"I'm skeptical of Orthogonal..."

I'm skeptical of Orthogonality. My basic concern is that it can be interpreted as true-but-useless for purposes of defending it, and useful-but-implausible when trying to get it to do some work for you, and that the user of the idea may not notice the switch-a-roo. Consider the following statements: there are arbitrarily powerful cognitive agents

which have circular preferences,
with the goal of paperclip maximization,
with the goal of phlogiston maximization,
which are not relfective,
with values aligned with humanity.

Rehearsing the arguments for Orthogonality and then evaluating these questions, I find my mind gets very slippery.

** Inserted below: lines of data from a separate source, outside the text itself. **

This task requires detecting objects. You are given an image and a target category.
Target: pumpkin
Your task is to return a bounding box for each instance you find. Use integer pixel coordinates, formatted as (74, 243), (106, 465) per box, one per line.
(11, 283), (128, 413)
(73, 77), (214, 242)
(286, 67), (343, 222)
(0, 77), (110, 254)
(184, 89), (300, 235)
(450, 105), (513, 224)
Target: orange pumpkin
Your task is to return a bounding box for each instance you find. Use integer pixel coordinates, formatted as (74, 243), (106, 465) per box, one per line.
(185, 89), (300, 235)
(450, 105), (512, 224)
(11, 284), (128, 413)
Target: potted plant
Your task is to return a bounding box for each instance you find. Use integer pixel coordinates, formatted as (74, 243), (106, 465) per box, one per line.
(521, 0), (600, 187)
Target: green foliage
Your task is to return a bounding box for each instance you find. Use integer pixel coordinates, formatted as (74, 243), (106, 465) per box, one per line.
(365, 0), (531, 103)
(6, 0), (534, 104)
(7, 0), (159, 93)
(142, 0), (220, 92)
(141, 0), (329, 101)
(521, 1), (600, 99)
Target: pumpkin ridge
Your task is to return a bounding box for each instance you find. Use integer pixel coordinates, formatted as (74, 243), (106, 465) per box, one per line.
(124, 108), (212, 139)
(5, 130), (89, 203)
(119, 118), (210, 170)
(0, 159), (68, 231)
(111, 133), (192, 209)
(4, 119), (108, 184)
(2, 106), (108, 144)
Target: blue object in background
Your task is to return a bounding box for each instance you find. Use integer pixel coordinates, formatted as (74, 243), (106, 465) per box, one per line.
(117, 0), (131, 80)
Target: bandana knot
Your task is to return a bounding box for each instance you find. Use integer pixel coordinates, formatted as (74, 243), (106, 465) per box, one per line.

Orthongonality proponents I've spoken to say 1 is false, because "goal space" excludes circular preferences. But there are very likely other restrictions on goal space imposed once an agent groks things like symmetry. If "goal space" means whatever goals are not excluded by our current understanding of intelligence, I think Orthogonality is unlikely (and poorly formulated). If it means "whatever goals powerful cognitive agents can have", Orthogonality is tautological and distracts us from pursuing the interesting question of what that space of goals actually is. Let's narrow down goal space.

If 2 and 3 get different answers, why? Might a paperclip maximizer take liberties with what is considered a paperclip once it learns that papers can be electrostatically attracted?

If 4 is easily true, I wonder if we're defining "mind space" too broadly to be useful. I'd really like humanity to focus on the sector of mind space that we should focus on in order to get a good outcome. The forms of Orthogonality which are clearly (to me) true distract from the interesting question of what that sector actually is. Let's narrow down mind space.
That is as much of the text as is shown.